United States v. Claude "Buddy" Leach

632 F.2d 1337, 1980 U.S. App. LEXIS 11242
CourtCourt of Appeals for the Fifth Circuit
DecidedDecember 19, 1980
Docket80-3041
StatusPublished
Cited by28 cases

This text of 632 F.2d 1337 (United States v. Claude "Buddy" Leach) is published on Counsel Stack Legal Research, covering Court of Appeals for the Fifth Circuit primary law. Counsel Stack provides free access to over 12 million legal documents including statutes, case law, regulations, and constitutions.

Bluebook
United States v. Claude "Buddy" Leach, 632 F.2d 1337, 1980 U.S. App. LEXIS 11242 (5th Cir. 1980).

Opinion

AINSWORTH, Circuit Judge:

Claude “Buddy” Leach, a United States Congressman, appeals from the order of the district court denying his motion to dismiss the indictment against him alleging election irregularities on the ground of collateral estoppel. 1 Leach contends that the factual issues involved in the present indictment for receiving illegal campaign contributions were conclusively determined in his favor at his previous trial for “vote buying,” We agree, vacate the order of the district court, and order dismissal of the indictment.

Congressman Leach was elected to the House of Representatives by a narrow margin on November 7, 1978. 2 His district, encompassing eight parishes in northwestern Louisiana, included Leesville, Leach’s home town. The undisputed evidence at trial showed that a number of persons from one precinct in Leesville were paid to vote for certain candidates, including Leach. The vote-buying scheme appears to have involved several persons, among them Ralph McRae, Jr., the Mayor of Leesville at the time; his father, Ralph McRae, Sr.; Robert Pynes, a Leesville merchant; and *1339 Willie Fisher, who allegedly made the actual arrangements to transport voters to the polls and pay them for their votes. 3

Leach, his law partner Edwin Cabra, and another man who pleaded guilty before trial, were named in a fifteen-count indictment. Counts One through Eleven alleged that all three defendants participated in the vote-buying scheme. 4 The remaining four counts, applicable only to Leach, alleged that he had received illegal campaign contributions. 5 On the motion of Cabra, which was opposed by both the Government and Leach, the campaign-contribution counts were severed from the vote-buying counts. 6 Leach and Cabra were tried before a jury and found not guilty of the vote-buying counts on November 3,1979. On November 15, 1979, the grand jury returned a superseding indictment on the campaign-contribution counts. It is that indictment which Leach now seeks to set aside.

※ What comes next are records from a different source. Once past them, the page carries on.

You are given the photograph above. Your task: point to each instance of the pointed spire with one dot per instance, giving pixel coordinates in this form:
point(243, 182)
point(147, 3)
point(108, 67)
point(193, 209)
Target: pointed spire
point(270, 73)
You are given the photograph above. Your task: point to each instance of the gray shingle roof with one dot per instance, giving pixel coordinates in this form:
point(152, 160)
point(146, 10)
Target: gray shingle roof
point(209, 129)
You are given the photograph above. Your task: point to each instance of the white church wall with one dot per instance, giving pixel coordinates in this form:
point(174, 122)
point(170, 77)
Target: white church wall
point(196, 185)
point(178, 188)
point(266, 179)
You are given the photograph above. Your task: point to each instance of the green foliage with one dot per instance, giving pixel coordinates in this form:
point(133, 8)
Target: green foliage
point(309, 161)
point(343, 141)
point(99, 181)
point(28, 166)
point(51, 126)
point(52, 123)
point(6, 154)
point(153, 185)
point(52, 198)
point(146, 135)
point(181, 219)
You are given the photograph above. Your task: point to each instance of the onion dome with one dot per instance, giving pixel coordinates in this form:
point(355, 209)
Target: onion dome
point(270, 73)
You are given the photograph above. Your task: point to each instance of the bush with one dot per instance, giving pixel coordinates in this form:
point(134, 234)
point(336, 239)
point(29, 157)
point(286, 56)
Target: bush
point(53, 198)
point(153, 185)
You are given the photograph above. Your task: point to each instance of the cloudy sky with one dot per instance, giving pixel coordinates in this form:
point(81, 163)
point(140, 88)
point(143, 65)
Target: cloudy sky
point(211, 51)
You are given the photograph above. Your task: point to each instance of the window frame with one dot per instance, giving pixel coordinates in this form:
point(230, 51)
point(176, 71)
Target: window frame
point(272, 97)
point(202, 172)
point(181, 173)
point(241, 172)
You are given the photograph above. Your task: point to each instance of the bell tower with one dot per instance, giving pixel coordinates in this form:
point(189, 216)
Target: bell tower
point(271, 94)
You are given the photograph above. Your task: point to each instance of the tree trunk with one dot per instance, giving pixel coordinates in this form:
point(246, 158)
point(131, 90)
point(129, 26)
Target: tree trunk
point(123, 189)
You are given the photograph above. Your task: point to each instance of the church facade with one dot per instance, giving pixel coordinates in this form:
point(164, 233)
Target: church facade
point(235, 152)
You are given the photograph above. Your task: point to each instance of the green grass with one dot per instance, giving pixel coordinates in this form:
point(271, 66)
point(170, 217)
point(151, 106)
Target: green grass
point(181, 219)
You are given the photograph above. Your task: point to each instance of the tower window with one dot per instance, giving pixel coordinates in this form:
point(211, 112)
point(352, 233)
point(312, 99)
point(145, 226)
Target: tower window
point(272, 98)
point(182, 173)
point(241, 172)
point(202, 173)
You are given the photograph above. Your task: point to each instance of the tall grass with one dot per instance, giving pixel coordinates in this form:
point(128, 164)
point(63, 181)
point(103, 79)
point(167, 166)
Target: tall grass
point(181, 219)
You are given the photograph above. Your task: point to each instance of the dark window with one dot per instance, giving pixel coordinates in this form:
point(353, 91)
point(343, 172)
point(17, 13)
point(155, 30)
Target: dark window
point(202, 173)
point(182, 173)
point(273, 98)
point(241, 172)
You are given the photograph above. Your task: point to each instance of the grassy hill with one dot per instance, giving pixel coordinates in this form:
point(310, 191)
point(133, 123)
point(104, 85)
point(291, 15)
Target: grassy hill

Leach’s contention that collateral estoppel bars trial on the campaign-contribution counts is based on the Supreme Court’s decision in Ashe v. Swenson, 397 U.S. 436, 90 S.Ct. 1189, 25 L.Ed.2d 469 (1970). In Ashe, the defendant was tried and acquitted on a charge of armed robbery of one of the six participants in a poker game. The state then prosecuted him for the robbery of another of the poker players, this time obtaining a conviction. The Supreme Court ruled that the second trial was barred by collateral estoppel:

“Collateral estoppel” is an awkward phrase, but it stands for an extremely important principle in our adversary system of justice. It means simply that when a [sic] issue of ultimate fact has once been determined by a valid and final judgment, that issue cannot again be litigated between the same parties in any future lawsuit.

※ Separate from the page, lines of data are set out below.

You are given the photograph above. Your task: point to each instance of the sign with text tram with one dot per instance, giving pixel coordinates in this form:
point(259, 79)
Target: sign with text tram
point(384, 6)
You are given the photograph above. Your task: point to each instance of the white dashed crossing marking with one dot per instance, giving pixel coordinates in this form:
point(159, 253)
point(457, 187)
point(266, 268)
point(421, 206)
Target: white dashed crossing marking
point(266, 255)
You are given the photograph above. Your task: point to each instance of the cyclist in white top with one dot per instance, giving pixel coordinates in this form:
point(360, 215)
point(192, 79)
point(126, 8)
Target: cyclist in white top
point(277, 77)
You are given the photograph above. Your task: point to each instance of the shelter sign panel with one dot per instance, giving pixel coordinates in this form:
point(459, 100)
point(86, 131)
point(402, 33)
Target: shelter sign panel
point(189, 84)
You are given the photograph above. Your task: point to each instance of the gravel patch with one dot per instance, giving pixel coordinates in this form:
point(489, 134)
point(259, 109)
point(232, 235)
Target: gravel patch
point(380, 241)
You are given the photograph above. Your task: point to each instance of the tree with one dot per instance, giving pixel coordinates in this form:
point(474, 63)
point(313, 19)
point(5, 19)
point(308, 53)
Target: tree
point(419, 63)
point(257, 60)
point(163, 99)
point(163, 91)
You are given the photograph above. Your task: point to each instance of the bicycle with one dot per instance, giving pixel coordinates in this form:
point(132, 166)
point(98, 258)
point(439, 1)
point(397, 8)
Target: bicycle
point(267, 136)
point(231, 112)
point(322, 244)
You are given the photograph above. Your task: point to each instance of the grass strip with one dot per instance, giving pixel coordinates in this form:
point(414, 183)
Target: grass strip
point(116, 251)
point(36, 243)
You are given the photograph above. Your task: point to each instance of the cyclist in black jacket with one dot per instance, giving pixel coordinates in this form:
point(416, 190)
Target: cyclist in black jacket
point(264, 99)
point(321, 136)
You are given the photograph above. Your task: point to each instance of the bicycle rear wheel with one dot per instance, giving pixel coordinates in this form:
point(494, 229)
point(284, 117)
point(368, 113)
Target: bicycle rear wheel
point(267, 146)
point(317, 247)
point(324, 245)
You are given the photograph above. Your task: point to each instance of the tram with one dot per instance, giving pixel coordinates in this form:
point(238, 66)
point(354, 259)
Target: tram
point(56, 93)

397 U.S. at 443, 90 S.Ct. at 1194. In addition to stating the rule of collateral estoppel, and holding that collateral estoppel in a criminal case is embodied in the Fifth Amendment’s guarantee against double jeopardy, the Supreme Court held that courts should take a nontechnical, commonsense approach in deciding whether an issue has been previously decided:

The federal decisions have made clear that the rule of collateral estoppel in criminal cases is not to be applied with the hypertechnical and archaic approach of a 19th century pleading book, but with realism and rationality. Where a previous judgment of acquittal was based upon a general verdict, as is usually the case, this approach requires a court to “examine the record of a prior proceeding, taking into account the pleadings, evidence, charge, and other relevant matter, and conclude whether a rational jury *1340 could have grounded its verdict upon an issue other than that which the defendant seeks to foreclose from consideration.” The inquiry “must be set in a practical frame and viewed with an eye to all the circumstances of the proceedings.” Sealfon v. United States, 332 U.S. 575, 579, 68 S.Ct. 237, 240 [92 L.Ed. 180], Any test more technically restrictive would, of course, simply amount to a rejection of the rule of collateral estoppel in criminal proceedings, at least in every case where the first judgment was based upon a general verdict of acquittal.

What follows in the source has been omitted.